When Alice clicks Yes in Gmail, Google sends the response back to the agent's mailbox, the event's participants[].status updates automatically, and event.updated fires — the agent knows who accepted without parsing a single email. Declines can trigger an LLM-drafted "here are some alternatives" reply; reschedule proposals can be answered with POST /events/{id}/send-rsvp and a status of yes, no, or maybe, which goes out as a standard ICS REPLY every participant sees.

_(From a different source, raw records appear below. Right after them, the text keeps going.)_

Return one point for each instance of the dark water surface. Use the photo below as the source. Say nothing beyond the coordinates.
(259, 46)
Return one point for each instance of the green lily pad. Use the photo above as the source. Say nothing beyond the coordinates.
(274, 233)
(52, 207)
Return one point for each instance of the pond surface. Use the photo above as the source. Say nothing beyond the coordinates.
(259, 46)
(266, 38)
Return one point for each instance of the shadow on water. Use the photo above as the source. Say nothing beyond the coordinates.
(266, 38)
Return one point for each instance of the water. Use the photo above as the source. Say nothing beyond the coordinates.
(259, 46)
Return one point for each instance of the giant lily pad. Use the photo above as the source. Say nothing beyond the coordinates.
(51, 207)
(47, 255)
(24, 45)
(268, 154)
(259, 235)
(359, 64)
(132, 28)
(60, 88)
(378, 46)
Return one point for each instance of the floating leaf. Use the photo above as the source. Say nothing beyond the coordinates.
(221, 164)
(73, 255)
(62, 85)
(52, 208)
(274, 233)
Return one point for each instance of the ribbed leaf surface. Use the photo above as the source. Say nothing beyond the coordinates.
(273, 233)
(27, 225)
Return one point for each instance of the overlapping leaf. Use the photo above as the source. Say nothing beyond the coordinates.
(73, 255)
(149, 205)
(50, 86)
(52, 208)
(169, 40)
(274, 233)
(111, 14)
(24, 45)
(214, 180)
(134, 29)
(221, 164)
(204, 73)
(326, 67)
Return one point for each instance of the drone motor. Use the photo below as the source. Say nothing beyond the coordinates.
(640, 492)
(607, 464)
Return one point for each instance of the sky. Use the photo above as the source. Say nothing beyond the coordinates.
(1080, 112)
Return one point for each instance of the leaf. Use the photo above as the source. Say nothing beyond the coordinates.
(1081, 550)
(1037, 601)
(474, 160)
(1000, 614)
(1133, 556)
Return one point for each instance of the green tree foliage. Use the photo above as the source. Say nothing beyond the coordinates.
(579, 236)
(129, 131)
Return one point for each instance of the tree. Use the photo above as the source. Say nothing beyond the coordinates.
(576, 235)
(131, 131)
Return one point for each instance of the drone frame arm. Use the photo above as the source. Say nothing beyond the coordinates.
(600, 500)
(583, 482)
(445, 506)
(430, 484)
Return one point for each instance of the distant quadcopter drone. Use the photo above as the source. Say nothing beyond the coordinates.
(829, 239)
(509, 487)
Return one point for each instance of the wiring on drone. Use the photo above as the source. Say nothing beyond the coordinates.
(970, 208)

Updates, cancellations, and the notify switch

notify_participants is a per-call decision, not a one-time setting, and it applies to the whole event lifecycle. A PUT /events/{id} with changed fields updates the meeting on every participant's calendar; DELETE /events/{id} removes it everywhere. Pass notify_participants=false when you want silence — pre-staging events the agent will announce later, or backfilling historical data without emailing anyone.

The trap is the inverse: deleting an event without notify_participants=true leaves the meeting sitting on participants' calendars. For a scheduling agent, cancel with notification unless you have a specific reason not to. One more timezone note from the calendars doc: an Agent Account has no default time zone the way a human's calendar does, so pass timezone on create or stick to epoch start_time/end_time.

The agent as invitee, not just organizer

It works in reverse too. When someone invites the agent to their meeting, the invitation flows through the mailbox, Nylas parses it, and a matching event appears on the agent's primary calendar with the agent's status set to noreply. You drive the response logic entirely off the event.created webhook — the event object already carries the organizer, participants, and times. One gotcha from the calendars doc: the invite email also fires message.created, so decide which webhook drives your logic and ignore the other, or you'll process every invitation twice.

Field notes worth stealing

A few things the tutorial calls out that are easy to learn the hard way:

  • Threading is testable — test it. Replies must preserve Message-ID, In-Reply-To, and References so the conversation threads in Gmail and Outlook. Nylas preserves these on outbound; send yourself a request and verify the reply lands in the original thread before launch.
  • Watch the send cap. Free-plan Agent Accounts send up to 200 messages per account per day, and a busy scheduling agent — proposals, confirmations, reminders — can get there. Paid plans have no daily cap by default; a policy can also set a stricter quota. Sort this before launch, not after the first missed confirmation.
  • Don't tunnel through ngrok. Nylas blocks webhook URLs on ngrok because of throughput limiting; use VS Code port forwarding or Hookdeck for local development.
  • Humans can supervise over IMAP. Set app_password on the grant and your ops team can open the agent's mailbox in Outlook or Apple Mail to audit replies and intervene — every IMAP action syncs back to the API.
  • Separate calendars for separate concerns. Beyond the primary, you can create additional calendars up to your plan's cap — say, sales-calls and internal on the same agent.
  • The agent can't see mail it never receives. A request routed to junk won't fire a message.created on the inbox. If you run spam rules, audit them with the rule evaluations endpoint so important senders aren't silently filtered.
  • Wrong parses create real calendar chaos. Latency is forgiving here (minutes, not milliseconds), but intent extraction errors are not. Require human confirmation for first-time senders or high-value meetings.
  • One agent per role. Scheduling, support, and outreach want different quotas and spam sensitivities. Model each as its own account with its own policy.

Counter-proposing a time isn't a first-class endpoint today — the common pattern is RSVP no or maybe plus a reply proposing alternatives. For heavily negotiated multi-participant flows, Scheduler is purpose-built and works with Agent Accounts.

If you want to try this, the fastest start is a trial *.nylas.email subdomain: provision the account, create one event with notify_participants=true, and accept it from your personal calendar. Watching event.updated arrive the moment you click Yes is the point where the architecture clicks. What's your tolerance for letting the LLM book without human confirmation — and where would you draw that line?